En effet, le développement massif des infrastructures et l’accroissement du niveau de vie, font que la consommation domestique d’énergie électrique augmente de 9% par an, couplé à une production de gaz qui au mieux se maintiendra jusqu’en 2030.
Le volume d’hydrocarbure produit en 2012 est par exemple 10% inférieur à celui de 2008. De plus, en 2013, l’Algérie a exporté pour 47 milliards de mètres cubes de gaz alors que selon son planning, elle prévoyait en exporter pour 65 Milliards. Quant aux importations, elles sont devenus gigantesques avec 60 milliards de dollars, jumelées à une rente en diminution, Alger pourrait ainsi aller tout droit vers le Mur sans une stratégie importante de diversification économique. Les études de prospectives montrent en effet un déficit public considérable dès 2016!
COMPÉTITIVITÉ ÉCONOMIQUE
Le problème fondamental de l’Algérie, serait que bien que certaines élites aient pris conscience de la nécessité de mettre en place une stratégie de diversification économique, cette prise de conscience intervient beaucoup trop tard.
Ainsi, du fait de la centralisation de l’économie sur les matières premières et la politique d’achat de la paix sociale rendue possible grâce à la redistribution de la rente, l’Algérie a perdu toute compétitivité économique. Voilà une décennie que l’autorité politique à Alger dépense dans le développement des infrastructures sans penser à réinvestir l’argent de la manne pétrolière dans le développement de l’industrie, l’éducation ou la formation. De plus, le placement des excédents financiers dans les banques occidentales ne serait pas un bon investissement dans la mesure où, malgré les intérêts qu’ils dégagent, ils ne permettent en aucun cas d’assurer l’avenir économique d’un pays de 30 millions d’habitants.
INVESTISSEMENTS ÉTRANGERS
Les investissements directs étrangers se font rares en Algérie. Ainsi, après cinq ans de négociations le groupe français Total a renoncé à un mégaprojet pétrochimique. De la même manière alors que l’entreprise française Renault produit 50 000 voitures à bas prix à Oran, à Tanger (Maroc), le groupe produit cinq fois plus de voitures dans la même gamme.
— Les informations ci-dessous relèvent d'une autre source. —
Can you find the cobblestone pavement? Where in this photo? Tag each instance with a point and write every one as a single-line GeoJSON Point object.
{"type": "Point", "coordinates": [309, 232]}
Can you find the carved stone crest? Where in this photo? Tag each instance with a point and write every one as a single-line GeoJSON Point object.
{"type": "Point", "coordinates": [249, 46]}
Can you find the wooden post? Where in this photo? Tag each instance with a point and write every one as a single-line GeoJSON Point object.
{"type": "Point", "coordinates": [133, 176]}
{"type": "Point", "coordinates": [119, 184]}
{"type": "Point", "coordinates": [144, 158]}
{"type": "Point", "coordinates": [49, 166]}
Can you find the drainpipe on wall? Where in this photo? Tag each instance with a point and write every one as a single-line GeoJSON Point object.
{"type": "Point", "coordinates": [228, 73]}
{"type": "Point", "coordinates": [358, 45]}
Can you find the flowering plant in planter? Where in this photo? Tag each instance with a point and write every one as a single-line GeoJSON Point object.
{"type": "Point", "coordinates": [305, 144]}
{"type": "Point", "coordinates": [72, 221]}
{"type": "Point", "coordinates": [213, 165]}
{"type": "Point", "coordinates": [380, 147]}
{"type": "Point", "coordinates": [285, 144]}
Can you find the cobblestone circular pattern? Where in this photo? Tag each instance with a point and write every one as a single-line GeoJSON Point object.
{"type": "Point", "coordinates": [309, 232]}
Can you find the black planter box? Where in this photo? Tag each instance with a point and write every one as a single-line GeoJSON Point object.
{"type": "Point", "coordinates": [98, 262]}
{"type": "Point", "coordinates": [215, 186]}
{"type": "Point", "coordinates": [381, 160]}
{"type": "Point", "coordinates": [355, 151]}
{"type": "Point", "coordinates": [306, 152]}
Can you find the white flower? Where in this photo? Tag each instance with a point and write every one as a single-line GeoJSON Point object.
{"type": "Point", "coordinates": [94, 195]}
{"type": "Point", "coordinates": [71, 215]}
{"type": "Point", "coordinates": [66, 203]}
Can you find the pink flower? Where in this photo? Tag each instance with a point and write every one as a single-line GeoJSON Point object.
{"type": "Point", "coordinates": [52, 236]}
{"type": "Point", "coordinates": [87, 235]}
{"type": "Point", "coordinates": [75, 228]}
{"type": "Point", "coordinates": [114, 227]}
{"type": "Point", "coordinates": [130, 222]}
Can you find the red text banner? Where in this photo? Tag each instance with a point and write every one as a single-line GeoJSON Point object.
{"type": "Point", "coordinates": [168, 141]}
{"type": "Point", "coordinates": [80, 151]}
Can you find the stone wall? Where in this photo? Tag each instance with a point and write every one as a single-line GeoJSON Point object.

L’Algérie plus qu’aucun autre pays devrait mesurer les conséquences d’un revirement économique qui se profile inéluctablement à l’horizon, en effet au-delà du risque de crise économique, c’est une conséquence politique bien plus grave à laquelle Alger risquerait d’être confronté.
POLITIQUE DE L’AUTRUCHE ?
Les années de guerres civiles sont encore dans toutes les mémoires, et de grandes zones d’ombre persistent encore sur la responsabilité de l’armée et celle du FIS. Néanmoins, une chose est sur, et que personne ne remet en cause, c’est que c’est l’échec de la politique économique des socialistes ayant misé à l’époque sur l’industrie lourde qui est à été à l’origine de cette guerre terrible. En effet, une mauvaise prospective économique jumelée à une baisse du prix des matières premières avait amené l’Algérie dans les années 90 a être dans le rouge, précisément ce qui risque de se reproduire d’ici quinze ans.
Lors de ce que l’on a appelé le printemps arabe, l’Algérie est passé à côté de la vague révolutionnaire arabe pour deux raisons: La première est que le souvenir de la guerre civile est encore frais dans les esprits, la deuxième raison est sans aucun doute que l’achat de la paix sociale a dissuadé les jeunes de demander la fin du système politique basée sur l’alliance entre l’Armée et le FLN.
Mais qu’en serait-il dans une quinzaine d’années? Quand le pays sera confronté à une grave pénurie de gaz, que les pouvoirs n’auront plus de fonds pour acheter la paix sociale et que les plus dépourvus, les jeunes qui n’ont jamais connu les années de terreurs seraient confrontés à cette crise? Les deux facteurs garantissant la stabilité politique et la prospérité économique de l’Algérie risqueraient de disparaître. Le pays tente d’oublier les sombres heures de son histoire sans se rendre compte qu’il serait en train de tout mettre en place pour reproduire le même schéma.
Par Anas Abdoun, Volume XII, N°16, page 19, Décembre 2014, Maghreb Canada Express.